Use the following parameters when completing the steps:
Field Name | Parameter |
---|
Feed Name | Whatever you want, however we suggest: NTT-FW |
NSS Type | NSS for Firewall |
NSS Server | Select your NSS Server created in Adding NSS Server or the existing server |
SIEM Destination Type | IP Address |
SIEM IP Address | IP address of your Samurai Local Collector |
SIEM TCP Port | 514 |
Log Type | Firewall Logs |
Feed Output Type | JSON |
Timezone | GMT |
Duplicate Logs | Disabled |
Adding NSS Feeds for DNS Logs
Follow the steps outlined in the ZIA documentation.

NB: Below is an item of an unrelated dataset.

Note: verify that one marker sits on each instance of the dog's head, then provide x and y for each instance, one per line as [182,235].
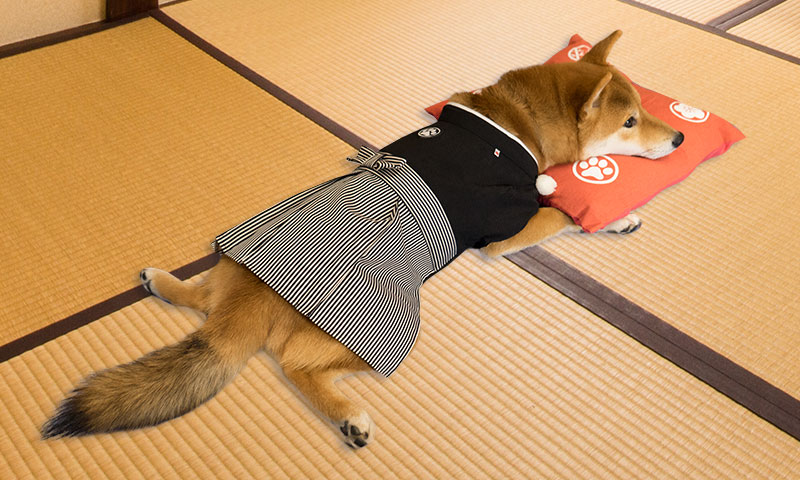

Use the following parameters when completing the steps:
Field Name | Parameter |
---|
Feed Name | Whatever you want, however we suggest: NTT-DNS |
NSS Type | NSS for Firewall |
NSS Server | Select your NSS Server created in Adding NSS Server or the existing server |
SIEM Destination Type | IP Address |
SIEM IP Address | IP address of your Samurai Local Collector |
SIEM TCP Port | 514 |
Log Type | DNS Logs |
Feed Output Type | JSON |
Timezone | GMT |
Duplicate Logs | Disabled |
For integrations that utilize a Local Collector where we ingest syslog only, you do not need to follow specific steps in the Samurai MDR portal as we auto detect the vendor and product. The only reason you need to use the Samurai MDR portal is if you need to determine the Local Collector IP address. Of course you will still need to ensure the integration is functioning! See Integrations for more information on checking status.
Our Integration guide was accurate at the time of writing but vendors change things frequently! If you find errors or anything is outdated, let us know by raising a request in the Samurai MDR application and we shall get it updated.